Sugarbaker P H
Washington Cancer Institute, 110 Irving Street NW, Washington, DC 20010, USA.
Br J Surg. 2002 Feb;89(2):208-12. doi: 10.1046/j.0007-1323.2001.01967.x.
Cytoreductive surgery supplemented by perioperative intraperitoneal chemotherapy is a therapeutic option for selected patients with pseudomyxoma peritonei syndrome. In some patients, the stomach and/or its vascular supply are so covered by mucinous tumour that total gastrectomy is required for complete resection.

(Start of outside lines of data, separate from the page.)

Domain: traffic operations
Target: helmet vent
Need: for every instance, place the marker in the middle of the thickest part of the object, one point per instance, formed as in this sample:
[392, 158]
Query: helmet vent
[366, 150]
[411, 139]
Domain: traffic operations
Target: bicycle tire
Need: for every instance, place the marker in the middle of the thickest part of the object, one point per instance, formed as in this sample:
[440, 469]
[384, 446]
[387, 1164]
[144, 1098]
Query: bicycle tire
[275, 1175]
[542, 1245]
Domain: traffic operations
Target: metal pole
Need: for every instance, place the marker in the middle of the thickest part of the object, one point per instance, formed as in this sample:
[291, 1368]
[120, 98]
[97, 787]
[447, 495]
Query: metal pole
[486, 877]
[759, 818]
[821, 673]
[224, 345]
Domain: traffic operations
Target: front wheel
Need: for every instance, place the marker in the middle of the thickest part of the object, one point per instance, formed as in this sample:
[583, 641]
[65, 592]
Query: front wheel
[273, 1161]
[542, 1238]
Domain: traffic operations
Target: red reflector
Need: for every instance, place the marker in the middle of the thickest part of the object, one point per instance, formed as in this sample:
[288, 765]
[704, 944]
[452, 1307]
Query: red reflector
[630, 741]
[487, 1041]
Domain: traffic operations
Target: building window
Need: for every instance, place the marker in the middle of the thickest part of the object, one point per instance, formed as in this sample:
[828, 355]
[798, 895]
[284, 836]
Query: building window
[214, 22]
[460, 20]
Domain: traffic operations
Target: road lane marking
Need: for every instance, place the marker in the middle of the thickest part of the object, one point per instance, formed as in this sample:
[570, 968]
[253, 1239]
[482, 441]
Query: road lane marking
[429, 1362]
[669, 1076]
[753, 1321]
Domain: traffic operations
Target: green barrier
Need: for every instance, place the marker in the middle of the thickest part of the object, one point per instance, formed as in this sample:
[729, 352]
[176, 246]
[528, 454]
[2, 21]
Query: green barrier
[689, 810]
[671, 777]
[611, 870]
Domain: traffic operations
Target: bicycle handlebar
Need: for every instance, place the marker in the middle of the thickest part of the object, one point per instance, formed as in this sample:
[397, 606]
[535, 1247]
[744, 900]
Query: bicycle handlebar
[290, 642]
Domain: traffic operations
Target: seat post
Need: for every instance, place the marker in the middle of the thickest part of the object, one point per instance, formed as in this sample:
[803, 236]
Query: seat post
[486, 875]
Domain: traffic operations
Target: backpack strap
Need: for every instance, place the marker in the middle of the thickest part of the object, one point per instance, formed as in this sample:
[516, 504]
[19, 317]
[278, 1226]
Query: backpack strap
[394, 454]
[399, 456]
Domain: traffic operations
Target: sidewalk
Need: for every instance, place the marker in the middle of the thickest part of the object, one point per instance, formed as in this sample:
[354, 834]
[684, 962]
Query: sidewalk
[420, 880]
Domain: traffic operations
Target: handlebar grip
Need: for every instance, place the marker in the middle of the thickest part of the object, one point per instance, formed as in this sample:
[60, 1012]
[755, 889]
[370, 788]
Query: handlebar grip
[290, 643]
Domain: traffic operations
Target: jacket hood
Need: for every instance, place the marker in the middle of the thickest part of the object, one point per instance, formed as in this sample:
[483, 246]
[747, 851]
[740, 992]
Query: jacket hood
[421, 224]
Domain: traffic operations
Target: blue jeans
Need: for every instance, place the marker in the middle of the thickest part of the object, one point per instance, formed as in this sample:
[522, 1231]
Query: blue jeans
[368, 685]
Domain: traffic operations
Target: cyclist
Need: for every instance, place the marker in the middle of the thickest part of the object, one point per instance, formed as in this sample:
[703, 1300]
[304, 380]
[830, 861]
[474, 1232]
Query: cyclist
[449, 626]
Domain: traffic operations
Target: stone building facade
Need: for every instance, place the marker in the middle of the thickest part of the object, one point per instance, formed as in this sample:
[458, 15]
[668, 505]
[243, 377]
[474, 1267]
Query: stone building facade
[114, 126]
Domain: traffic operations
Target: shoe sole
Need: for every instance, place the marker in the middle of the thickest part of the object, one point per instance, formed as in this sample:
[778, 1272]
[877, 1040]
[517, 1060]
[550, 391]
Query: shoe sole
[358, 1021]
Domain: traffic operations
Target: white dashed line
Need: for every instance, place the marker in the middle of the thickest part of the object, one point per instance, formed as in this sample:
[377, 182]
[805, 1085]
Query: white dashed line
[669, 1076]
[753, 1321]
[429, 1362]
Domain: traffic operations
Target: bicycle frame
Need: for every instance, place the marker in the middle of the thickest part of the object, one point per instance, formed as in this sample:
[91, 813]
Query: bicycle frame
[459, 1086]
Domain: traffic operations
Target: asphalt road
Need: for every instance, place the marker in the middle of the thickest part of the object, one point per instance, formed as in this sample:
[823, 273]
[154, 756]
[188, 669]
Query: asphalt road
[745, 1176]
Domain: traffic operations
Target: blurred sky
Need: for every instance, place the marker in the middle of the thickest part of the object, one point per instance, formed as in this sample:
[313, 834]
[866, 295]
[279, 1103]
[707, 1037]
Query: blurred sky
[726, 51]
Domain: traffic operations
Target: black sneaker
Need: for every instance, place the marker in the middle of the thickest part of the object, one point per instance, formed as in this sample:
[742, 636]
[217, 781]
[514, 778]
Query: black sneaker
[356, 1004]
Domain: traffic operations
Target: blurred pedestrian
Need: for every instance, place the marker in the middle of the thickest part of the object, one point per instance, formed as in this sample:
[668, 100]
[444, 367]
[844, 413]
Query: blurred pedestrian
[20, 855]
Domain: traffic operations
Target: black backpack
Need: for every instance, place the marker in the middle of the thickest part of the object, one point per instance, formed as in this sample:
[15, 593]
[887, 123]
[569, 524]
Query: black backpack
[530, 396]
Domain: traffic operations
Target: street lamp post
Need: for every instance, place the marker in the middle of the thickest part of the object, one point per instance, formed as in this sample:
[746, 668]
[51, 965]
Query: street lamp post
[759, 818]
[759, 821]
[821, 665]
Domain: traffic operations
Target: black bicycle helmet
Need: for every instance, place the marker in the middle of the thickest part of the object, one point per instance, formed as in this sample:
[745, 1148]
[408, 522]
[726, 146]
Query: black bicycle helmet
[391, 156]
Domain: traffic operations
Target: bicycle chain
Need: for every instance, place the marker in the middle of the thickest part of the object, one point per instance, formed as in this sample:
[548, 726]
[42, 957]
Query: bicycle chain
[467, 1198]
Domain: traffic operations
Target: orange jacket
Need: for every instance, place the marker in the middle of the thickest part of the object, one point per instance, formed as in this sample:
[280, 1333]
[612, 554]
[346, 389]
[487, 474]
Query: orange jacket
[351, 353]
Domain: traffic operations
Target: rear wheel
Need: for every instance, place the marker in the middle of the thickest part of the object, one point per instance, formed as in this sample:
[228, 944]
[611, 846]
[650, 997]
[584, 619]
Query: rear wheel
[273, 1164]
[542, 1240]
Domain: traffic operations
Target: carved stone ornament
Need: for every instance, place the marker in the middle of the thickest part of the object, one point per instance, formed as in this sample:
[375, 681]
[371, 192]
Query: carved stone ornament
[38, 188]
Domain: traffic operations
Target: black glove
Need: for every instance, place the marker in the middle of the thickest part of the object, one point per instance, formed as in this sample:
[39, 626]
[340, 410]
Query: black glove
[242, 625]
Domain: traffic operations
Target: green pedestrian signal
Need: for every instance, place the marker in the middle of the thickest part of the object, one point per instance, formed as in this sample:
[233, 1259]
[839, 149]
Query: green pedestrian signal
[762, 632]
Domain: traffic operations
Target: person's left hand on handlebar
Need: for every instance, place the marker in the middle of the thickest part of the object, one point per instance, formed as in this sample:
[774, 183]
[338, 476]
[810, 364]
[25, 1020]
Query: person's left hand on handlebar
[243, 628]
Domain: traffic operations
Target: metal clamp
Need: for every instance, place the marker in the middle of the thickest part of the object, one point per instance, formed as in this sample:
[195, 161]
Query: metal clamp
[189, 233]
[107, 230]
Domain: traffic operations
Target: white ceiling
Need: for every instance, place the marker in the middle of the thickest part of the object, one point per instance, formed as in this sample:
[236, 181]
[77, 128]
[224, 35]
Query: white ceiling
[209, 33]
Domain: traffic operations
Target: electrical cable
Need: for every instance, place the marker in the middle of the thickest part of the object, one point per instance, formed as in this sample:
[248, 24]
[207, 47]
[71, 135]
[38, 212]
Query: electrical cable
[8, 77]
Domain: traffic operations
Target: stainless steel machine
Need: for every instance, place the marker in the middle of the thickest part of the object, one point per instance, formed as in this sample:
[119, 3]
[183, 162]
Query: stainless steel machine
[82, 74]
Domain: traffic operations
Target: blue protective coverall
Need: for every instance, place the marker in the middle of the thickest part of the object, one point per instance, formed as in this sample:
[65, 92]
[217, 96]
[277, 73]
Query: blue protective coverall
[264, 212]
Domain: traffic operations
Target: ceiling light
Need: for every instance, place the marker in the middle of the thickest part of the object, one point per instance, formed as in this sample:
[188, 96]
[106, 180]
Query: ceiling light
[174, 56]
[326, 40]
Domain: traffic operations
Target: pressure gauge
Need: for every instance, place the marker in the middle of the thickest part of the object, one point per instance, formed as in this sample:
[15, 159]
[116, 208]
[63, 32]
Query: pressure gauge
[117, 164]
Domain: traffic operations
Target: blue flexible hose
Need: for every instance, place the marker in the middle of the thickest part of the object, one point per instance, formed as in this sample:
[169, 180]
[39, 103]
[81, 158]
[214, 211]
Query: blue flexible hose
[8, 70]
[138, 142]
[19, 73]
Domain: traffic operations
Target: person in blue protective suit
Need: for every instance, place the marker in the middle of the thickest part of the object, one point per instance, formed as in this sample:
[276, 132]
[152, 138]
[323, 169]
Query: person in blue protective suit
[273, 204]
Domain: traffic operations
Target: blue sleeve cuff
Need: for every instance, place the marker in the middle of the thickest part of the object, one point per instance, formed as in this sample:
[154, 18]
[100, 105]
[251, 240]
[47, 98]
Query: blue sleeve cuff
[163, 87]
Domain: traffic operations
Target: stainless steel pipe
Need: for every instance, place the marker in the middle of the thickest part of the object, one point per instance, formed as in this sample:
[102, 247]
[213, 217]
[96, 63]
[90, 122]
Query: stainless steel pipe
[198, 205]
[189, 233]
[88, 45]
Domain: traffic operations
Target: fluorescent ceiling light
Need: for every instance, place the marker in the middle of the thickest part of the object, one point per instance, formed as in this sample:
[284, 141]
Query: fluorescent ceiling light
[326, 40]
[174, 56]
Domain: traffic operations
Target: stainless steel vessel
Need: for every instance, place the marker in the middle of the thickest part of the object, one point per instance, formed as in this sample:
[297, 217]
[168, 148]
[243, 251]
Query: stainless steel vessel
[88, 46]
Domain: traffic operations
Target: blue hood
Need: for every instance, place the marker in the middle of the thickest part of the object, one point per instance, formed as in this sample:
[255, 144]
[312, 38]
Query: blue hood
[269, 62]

Forty-five patients underwent total gastrectomy with a temporary diverting jejunostomy as part of the surgical treatment of pseudomyxoma peritonei syndrome of appendiceal origin. Heated intraoperative intraperitoneal chemotherapy with mitomycin was used in all patients, and 36 had early postoperative intraperitoneal 5-fluorouracil. To date, 39 patients have had second-look surgery and stoma closure; 37 had additional perioperative intraperitoneal chemotherapy. A prospective database was maintained on all patients.
The median age was 47 (range 33-66) years. Median interval from diagnosis of pseudomyxoma peritonei to definitive cytoreductive surgery was 23 (range 0-140) months. Six patients presented with intestinal obstruction. The need for gastrectomy was predicted before operation by abdominal computed tomography. Mean operative time was 13 (range 9-17) h. Mean intraoperative requirement for packed red blood cells was 3.0 units, and that for fresh frozen plasma was 9.9 units. Six peritonectomy procedures, including total gastrectomy, were required for complete cytoreduction. All except seven patients were maintained on parenteral nutrition before second-look surgery for jejunostomy closure. All but two patients have resumed oral nutrition with discontinuation of parenteral feeding. There was one postoperative death and one late death. Thirty-seven patients are alive and disease-free, 0-56 months after initiation of treatment.
Total gastrectomy with a temporary diverting jejunostomy may be used to facilitate complete cytoreduction in patients with advanced pseudomyxoma peritonei syndrome.
减瘤手术联合围手术期腹腔内化疗是部分腹膜假黏液瘤综合征患者的一种治疗选择。在一些患者中,胃和/或其血管供应被黏液性肿瘤广泛覆盖,因此需要行全胃切除术以实现完全切除。
45例患者接受了全胃切除术并进行了暂时性空肠造口转流术,作为阑尾源性腹膜假黏液瘤综合征手术治疗的一部分。所有患者均采用术中丝裂霉素热灌注腹腔化疗,36例患者术后早期进行了腹腔内5-氟尿嘧啶化疗。迄今为止,39例患者接受了二次探查手术并关闭了造口;37例患者接受了额外的围手术期腹腔内化疗。对所有患者建立了前瞻性数据库。
中位年龄为47岁(范围33 - 66岁)。从诊断腹膜假黏液瘤到确定性减瘤手术的中位间隔时间为23个月(范围0 - 140个月)。6例患者出现肠梗阻。术前通过腹部计算机断层扫描预测了胃切除的必要性。平均手术时间为13小时(范围9 - 17小时)。术中平均浓缩红细胞需求量为3.0单位,新鲜冰冻血浆需求量为9.9单位。为实现完全减瘤,共进行了6例包括全胃切除术在内的腹膜切除术。除7例患者外,所有患者在二次探查手术关闭空肠造口前均接受肠外营养支持。除2例患者外,所有患者均已恢复口服营养并停止肠外营养支持。术后有1例死亡和1例晚期死亡。37例患者在开始治疗后0 - 56个月存活且无疾病复发。
全胃切除术联合暂时性空肠造口转流术可用于促进晚期腹膜假黏液瘤综合征患者的完全减瘤。